What would eMeg do: David Siders’ strong piece in Sunday’s SacBee examined the crucial question about Whitman’s candidacy: whether the command-and-control management skills of CEO are useful, or even suitable, for an executive position in government, which requires more persuasion, tact and consensus-building.
It’s instructive that during the campaign, Whitman has done plenty of bashing of the governor and legislators for being late with the budget, but offered no solutions much beyond threats to crack heads.
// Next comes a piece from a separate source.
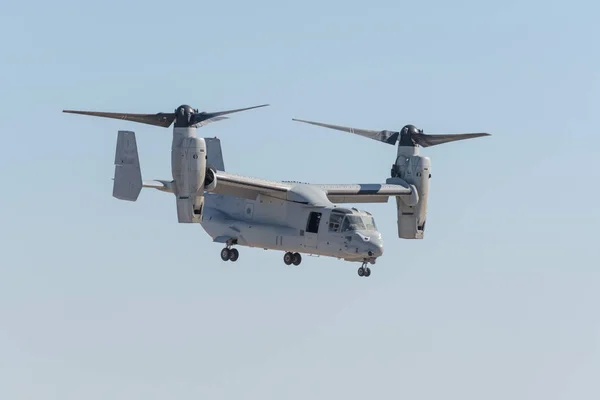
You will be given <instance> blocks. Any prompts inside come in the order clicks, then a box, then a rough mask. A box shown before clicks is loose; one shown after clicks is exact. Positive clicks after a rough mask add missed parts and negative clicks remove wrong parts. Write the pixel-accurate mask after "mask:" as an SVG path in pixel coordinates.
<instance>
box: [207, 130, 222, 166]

Siders reports:
When asked in Folsom how she would address the state budget impasse, one of the most persistent problems in Sacramento, Whitman said, “I would have chained them (legislative leaders) to the desk to get this done.”
“This is about leadership,” she said.
Corzine never knew what hit him: The killer quote in the Siders piece came from recently ousted New Jersey Governor Jon Corzine, who was first elected to office on bold promises that he would bring his private business skills to bear on government, after a successful career at Goldman-Sachs:
Jon Corzine, the former Goldman Sachs executive, senator and one-term governor of New Jersey told Newsweek this year that he, like Whitman, thought “the managerial skill set would be helpful.”
It wasn’t, he said.
“The idea that you’re accountable to a bottom line and to a payroll in managing a business – it gives voters the confidence that you have the right skills (to govern),” Corzine told Newsweek. “But it’s 20,000 people vs. 9 million. I don’t think candidates get the scale and scope of what governing is. You don’t have the flexibility you imagined. There’s no exact translation.”